My introduction to the world of ALS began several decades ago, while I was a seminary student at Mary Immaculate Seminary in Lehigh Township, Northampton County, Pennsylvania. Although I was, and remain, a member of The Episcopal Church, I was granted permission to study at that Roman Catholic Seminary which was operated by the Congregation of the Mission (of St. Vincent DePaul), also known as the Vincentians. My Professor of Old Testament, who I shall refer to as “Fr. Bill”, was a middle-aged man known for his warm smile, infectious laugh, the speed at which he strode the several hundred acres of Seminary grounds as well as his ability to bring to life some of the oldest books of Scripture.
All of the Seminarians were shocked when we were informed that Father Bill would be replaced mid-semester due to a diagnosis of Amyotrophic Lateral Sclerosis. Father Bill left the Seminary quickly, and was given housing and care at the Congregation’s house in Philadelphia. I did make the trip to Philadelphia to visit Fr. Bill, feeling a desperate desire to keep this man in my life. On my last visit, Fr. Bill, with a raspy voice having replaced his deep sonorous tone, asked if I would open the letters on his bedside table and read them to him. When I quizzically looked at Father, he told me that he no longer had the strength to open an envelope or even hold the pages in his hands. What a change from the vibrant hiker of those fields in just a matter of months. Not long after, Fr. Bill succumbed to respiratory failure, and his life on earth ended. However, my memories of him have lasted this long while although the mental image of a vibrant middle-aged man has been replaced with an image of a man wasted away by this disease and finally succumbing to its stealthy attack on his body.
What I know about ALS could be inscribed in fairly large letters on the head of a pin. I know that it is 100% fatal (no one has ever recovered from it). I know that the average expected life span following diagnosis is 2 to 5 years (1 in 5 will live longer than 5 years and 1 in 10 will live longer than 10 years). I know that there is no truly meaningful treatment available (the relatively old and single drug approved by FDA MAY extend life by a few months’ time). I know that the sensory portion of the nervous system is not effected, so that a delightful time of sitting on the deck enjoying the summer sun can quickly turn into a nightmare when a patient can feel an insect crawling up a leg, but can do absolutely nothing about it with muscles that will no longer contract and a mouth that is unable to speak a single word to alert anyone to the need for assistance. I know that the 2014 Ice Bucket Challenge has helped tremendously in providing funds for research into this disease so that a cure might be found. And I know that more simply must be done.

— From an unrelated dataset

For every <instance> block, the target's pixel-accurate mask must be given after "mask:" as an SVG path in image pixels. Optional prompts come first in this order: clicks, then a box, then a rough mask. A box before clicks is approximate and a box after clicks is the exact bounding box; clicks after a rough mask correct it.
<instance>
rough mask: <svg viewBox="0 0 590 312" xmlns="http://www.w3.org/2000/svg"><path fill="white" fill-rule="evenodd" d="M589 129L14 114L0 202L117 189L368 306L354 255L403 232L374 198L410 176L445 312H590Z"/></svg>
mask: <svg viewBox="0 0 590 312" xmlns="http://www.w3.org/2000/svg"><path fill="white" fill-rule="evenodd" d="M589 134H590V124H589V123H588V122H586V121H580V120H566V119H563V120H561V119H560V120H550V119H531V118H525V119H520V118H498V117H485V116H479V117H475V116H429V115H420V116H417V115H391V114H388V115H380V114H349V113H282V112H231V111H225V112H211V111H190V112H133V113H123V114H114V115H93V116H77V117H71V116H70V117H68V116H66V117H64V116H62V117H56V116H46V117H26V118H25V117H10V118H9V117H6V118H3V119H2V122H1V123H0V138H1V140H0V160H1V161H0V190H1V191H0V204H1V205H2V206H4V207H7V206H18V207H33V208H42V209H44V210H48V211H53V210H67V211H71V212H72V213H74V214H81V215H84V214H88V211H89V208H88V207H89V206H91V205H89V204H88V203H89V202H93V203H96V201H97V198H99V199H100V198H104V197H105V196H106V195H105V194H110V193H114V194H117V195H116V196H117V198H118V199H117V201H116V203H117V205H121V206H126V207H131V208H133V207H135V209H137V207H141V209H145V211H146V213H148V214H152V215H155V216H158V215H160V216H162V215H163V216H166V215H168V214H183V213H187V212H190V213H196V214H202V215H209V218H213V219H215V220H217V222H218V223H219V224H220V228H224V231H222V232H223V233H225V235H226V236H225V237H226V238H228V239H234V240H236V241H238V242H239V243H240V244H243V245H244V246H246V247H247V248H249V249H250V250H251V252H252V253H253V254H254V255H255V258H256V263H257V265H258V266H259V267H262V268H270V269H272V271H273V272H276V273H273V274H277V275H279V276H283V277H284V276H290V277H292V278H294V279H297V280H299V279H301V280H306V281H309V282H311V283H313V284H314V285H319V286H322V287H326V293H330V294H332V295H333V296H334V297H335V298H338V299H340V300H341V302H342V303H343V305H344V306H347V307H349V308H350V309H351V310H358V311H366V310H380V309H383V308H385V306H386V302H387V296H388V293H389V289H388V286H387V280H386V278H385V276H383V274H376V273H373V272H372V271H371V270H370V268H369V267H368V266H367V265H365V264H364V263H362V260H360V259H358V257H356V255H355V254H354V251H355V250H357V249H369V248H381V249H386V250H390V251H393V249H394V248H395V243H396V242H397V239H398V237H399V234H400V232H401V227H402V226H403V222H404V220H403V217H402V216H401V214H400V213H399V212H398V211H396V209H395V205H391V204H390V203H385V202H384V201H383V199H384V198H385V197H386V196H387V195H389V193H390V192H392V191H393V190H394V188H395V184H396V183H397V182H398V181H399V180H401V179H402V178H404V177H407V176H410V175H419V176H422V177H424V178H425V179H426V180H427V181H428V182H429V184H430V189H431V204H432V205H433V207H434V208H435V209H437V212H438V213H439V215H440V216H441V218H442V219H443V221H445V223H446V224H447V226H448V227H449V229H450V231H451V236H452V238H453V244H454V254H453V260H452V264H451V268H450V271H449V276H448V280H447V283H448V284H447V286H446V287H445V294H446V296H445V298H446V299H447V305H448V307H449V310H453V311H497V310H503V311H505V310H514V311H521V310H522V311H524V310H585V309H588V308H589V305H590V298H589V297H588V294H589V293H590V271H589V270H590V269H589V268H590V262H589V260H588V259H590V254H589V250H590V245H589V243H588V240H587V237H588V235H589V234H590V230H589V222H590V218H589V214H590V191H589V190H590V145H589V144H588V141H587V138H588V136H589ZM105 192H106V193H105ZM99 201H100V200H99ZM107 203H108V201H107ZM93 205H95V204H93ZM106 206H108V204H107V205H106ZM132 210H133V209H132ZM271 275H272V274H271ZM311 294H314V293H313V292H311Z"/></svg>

My part in helping will include my attendance at the October 15th Lehigh Valley Walk to Defeat ALS. I’ll gladly donate a few hours of my time in anticipation that the money raised that day will make a difference in finding a cure for this disease, as well as making support for current patients and their care-givers possible. So, please, come out to Coca-Cola Park on that fall Saturday, walk a few miles to benefit research as well as patient and family support services, have a grand and glorious time, and make a donation toward a very worthy cause. I’ll be in the background doing whatever I can to help, but please stop by just to say “hi”, please.